After a brief stint in the media – six months on the Sunday Times New Review “turned me off journalism forever”, he said – Testard set up the White Review, a literary magazine, with his friend Ben Eastham in 2011. During that time Testard applied for editorial assistant jobs at publishing houses including Penguin and Granta, but didn’t get anywhere. “I got the feedback that I was too qualified for the job and that I’d get bored, which was disappointing because I’d never had a job at that point”...
3. “The US Academy and the Provincialization of Fanon” by Muriam Haleh Davis, The Los Angeles Review of Books
Muriam Haleh Davis critiques how Fanon is taken out of context by American academics.

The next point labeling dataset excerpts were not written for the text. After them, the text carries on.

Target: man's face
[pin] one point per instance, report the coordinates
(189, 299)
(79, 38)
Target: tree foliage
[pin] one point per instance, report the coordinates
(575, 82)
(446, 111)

In the Summer of 1959, the psychiatrist Frantz Fanon sent off an outline of L’An V de la révolution algérienne, a sweeping analysis of the French occupation of Algeria, to his publisher and received a probing reply: “Are you sure that everything will still be valid in six months’ time? Is the text still timely? I cannot hide from you my personal doubts about this.”
4. “Pee Poems – Lao Yang” by Angelo Mao, Full Stop
Angelo Mao reviews Lao Yang’s Pee Poems (Circumference Books), translated by Joshua Edwards and Lynn Xu.
In their translator’s note, poets Joshua Edwards and Lynn Xu include a statement by the poet and artist Lao Yang after Chinese authorities destroyed his Beijing-based art studio: “Until we have secured our rights, we cannot practice art, cannot live with art, cannot think artistically or observe this world with an artistic eye.”
…Yang declares in the opening lines of the book, in a preamble: “Suffering from stomach cramps, kidney problems, and muddled thinking, I wrote some pee poems. / Don’t call me a poet, call me a piss person.”
5. “Brood Meridian” by Justin Taylor, Bookforum
Justin Taylor reviews Cormac McCarthy’s The Passenger and Stella Maris (Knopf).
What is the relation of the unconscious to the conscious mind? How is it that we live with this unknowable at the very heart of the known, this biological operating system that apparently comprehends language but refuses to use it, and what should we do with these otherworldly transmissions that reach us like alien broadcasts from our own deep inner space? These are questions worth asking. The Passenger requires a reader who is patient, a proactive collaborator in the production of meaning, and willing to meet McCarthy where he is. Such a reader will be richly satisfied. As to whether anyone else will be, I truly don’t know.
6. “HarperCollins Workers Strike for Better Pay and Benefits” by Alexandra Alter and Elizabeth A. Harris, The New York Times
The union is proposing that HarperCollins raise the minimum starting salary to $50,000, from $45,000.